Sunday, May 29, 2016

Unsur Instrinsik Cerpen PASAR MALAM, PEREMPUAN TUA, DAN SEPASANG SEPATU” KARYA ADI TOHA (Makalah)



ANALISIS UNSUR INSTRINSIK (Alur, Tokoh dan Latar) CERPEN
“PASAR MALAM, PEREMPUAN TUA, DAN SEPASANG SEPATU”
KARYA ADI TOHA

           
ALUR
      Alur merupakan pola pengembangan cerita yang terbentuk oleh hubungan sebab-akibat. Bagian-bagian alur tersebut tidaklah seragam. Kadang-kadang susunannya itu langsung pada penyelesaian lalu kembali pada bagian pengenalan. Ada pula yang diawali dengan pengungkapan peristiwa, lalu  pengenalan, penyelesaian peristiwa, dan puncak konflik. Tidak sedikit pula cerita yang alurnya berbelit-belit dan penuh kejutan, juga kadang-kadang sederhana.
          Susunan alur dalam sebuah prosa fiksi secara garis besar dibagi menjadi tiga bagian yaitu awal tengah dan akhir. Bagian awal berisi informasi penting yang berkaitan dengan hal-hal yang akan diceritakan pada tahap berikutnya. Pada tahap ini biasanya berisi pengenalan latar, tokoh, penciptaan suasana, dan lain-lain. Bagian tengah menyajikan konflik yang sudah mulai dimunculkan pada bagian sebelummnya. Konflik bisa secara internal (terjadi dalam tokoh sendiri/ konflik batin) dan bisa juga secara eksternal (pertentangan antar tokoh). Bagian akhir merupakan tahap peleraian, kesudahan cerita dan jawaban dari seluruh pertanyaan yang muncul pada bagian sebelummnya.
       Berdasarkan pernyataan di atas pada cerpen yang di gunakan, setelah diidentifikasi susunan alur awal, tengah dan akhir dapat dijelaskan sebagai berikut.
a)         Alur bagian awal
Ini bukan kisah tentang seorang perempuan tua yang menjual sepasa sepatu di pasar malam, juga bukan kisa tentang seorang perempuan tua yang membeli sepatu di pasar malam. Bukan pula kisah tentang seorang perempuan tua yang memakai sepasang sepatu untuk pergi ke pasar malam. Ini kisah tentang pasar malam, perempuan tua dan sepasang sepatu.
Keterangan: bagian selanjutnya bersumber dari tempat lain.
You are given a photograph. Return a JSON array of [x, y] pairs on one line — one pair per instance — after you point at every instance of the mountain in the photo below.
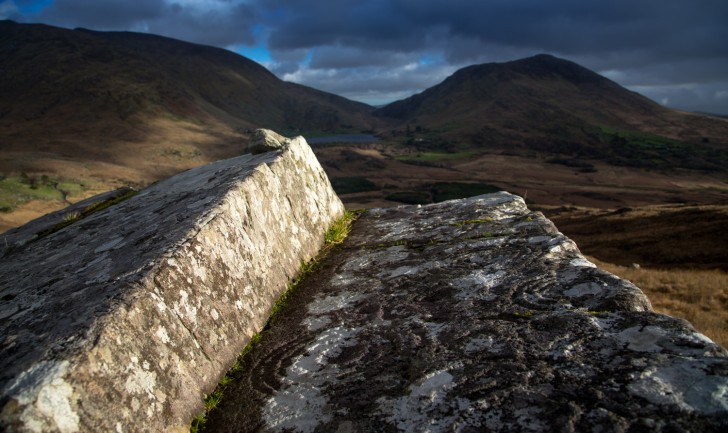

Seorang perempuan tua, bahkan terlalu tua tengah duduk beralas Koran bekas di dekat pintu masuk sebuah pasar malam di sebuah lapangan di daerah K di sebuah kota kecil P di kawasan ibu kota. Tubuhnya kurus kering hanya tulang dengan selapis daging. Rambutnya sepenuhnya memutih. Di depannya sebuah mangkuk dari plastic yang tampak di dalamnya dua buah uang koin seratusan. Kedua kakinya diluruskan di sisi jalan, selembar kain batik yang sudah using membelit baju kebayanya yang sudah lusuh, sebagian ia tutupkan di atas kakinya untuk berjalan dalam kedinginan malam. Bukanlah manusia ketika melihatnya tanpa rasa iba.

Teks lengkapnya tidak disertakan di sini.